In 2019, Charles Taylor, one of four known sex abuse victims of Episcopal priest Richard M. Babcock, sued the Episcopal Diocese of Arizona and Grace St. Paul’s Episcopal Church in Tucson for unspecified monetary damages. Babcock, an organist, priest, choir director, and composer who graduated from Philadelphia Divinity School, was ordained to the priesthood in 1962. In 1979, he voluntarily renounced his ordination in the Episcopal Church after admitting sexually abusing several parishioners.
Taylor tried to sue Grace Church-St. Paul’s and the diocese in 1991 but was unable to do so because the statute of limitations had expired. In May 2019, a new Arizona state law went into effect, allowing victims of child sexual abuse to file lawsuits up until their 30th birthday.

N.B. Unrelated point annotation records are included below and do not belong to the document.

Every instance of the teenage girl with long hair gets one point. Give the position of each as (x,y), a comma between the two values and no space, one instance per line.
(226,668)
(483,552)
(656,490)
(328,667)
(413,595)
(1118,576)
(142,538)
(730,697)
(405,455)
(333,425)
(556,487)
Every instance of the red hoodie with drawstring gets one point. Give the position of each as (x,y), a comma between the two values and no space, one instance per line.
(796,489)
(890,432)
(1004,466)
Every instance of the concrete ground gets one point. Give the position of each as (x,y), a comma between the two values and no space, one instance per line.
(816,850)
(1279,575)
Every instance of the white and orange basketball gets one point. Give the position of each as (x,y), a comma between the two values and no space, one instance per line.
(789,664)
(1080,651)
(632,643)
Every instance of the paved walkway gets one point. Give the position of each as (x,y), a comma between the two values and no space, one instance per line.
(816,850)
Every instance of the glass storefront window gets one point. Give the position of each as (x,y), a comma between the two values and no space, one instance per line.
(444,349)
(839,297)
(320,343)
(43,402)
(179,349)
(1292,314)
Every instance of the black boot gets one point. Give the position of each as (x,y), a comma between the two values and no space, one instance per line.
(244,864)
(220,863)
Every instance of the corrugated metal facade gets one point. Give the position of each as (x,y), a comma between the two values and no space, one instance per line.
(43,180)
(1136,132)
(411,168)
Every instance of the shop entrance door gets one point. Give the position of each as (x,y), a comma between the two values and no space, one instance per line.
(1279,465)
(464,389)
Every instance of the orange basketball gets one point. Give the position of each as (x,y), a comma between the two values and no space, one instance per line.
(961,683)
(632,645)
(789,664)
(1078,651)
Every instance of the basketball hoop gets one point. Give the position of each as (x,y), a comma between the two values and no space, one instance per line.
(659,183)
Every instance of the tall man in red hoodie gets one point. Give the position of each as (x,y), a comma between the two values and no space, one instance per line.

It also allowed anyone to file a suit until December 31, 2020, no matter how long ago the abuse occurred.
“He and his claims have been known to us for many years,” Reddall wrote, “but despite repeated legal action, we have never been able to come to satisfactory resolution.”
The diocese first learned of Taylor’s allegations in 1991, Reddall told Episcopal News Service, and there is no record of him reporting any abuse before then. The diocese had no reports of misconduct by Babcock until 1979, when two boys from another Tucson church who had encountered Babcock through choir said he had molested them. Babcock had left Grace in 1978 and became the vicar of St. David’s, Page, Arizona, in 1979. According to Reddall, “everything indicates that there was a perfectly normal transition process.”
Babcock died in 2005, and there was a celebration of his life and ministry at St. Mary’s Episcopal Church, Emmorton, Maryland on January 21, 2006 (where abuser “Father Tommy” Allen SSC was rector).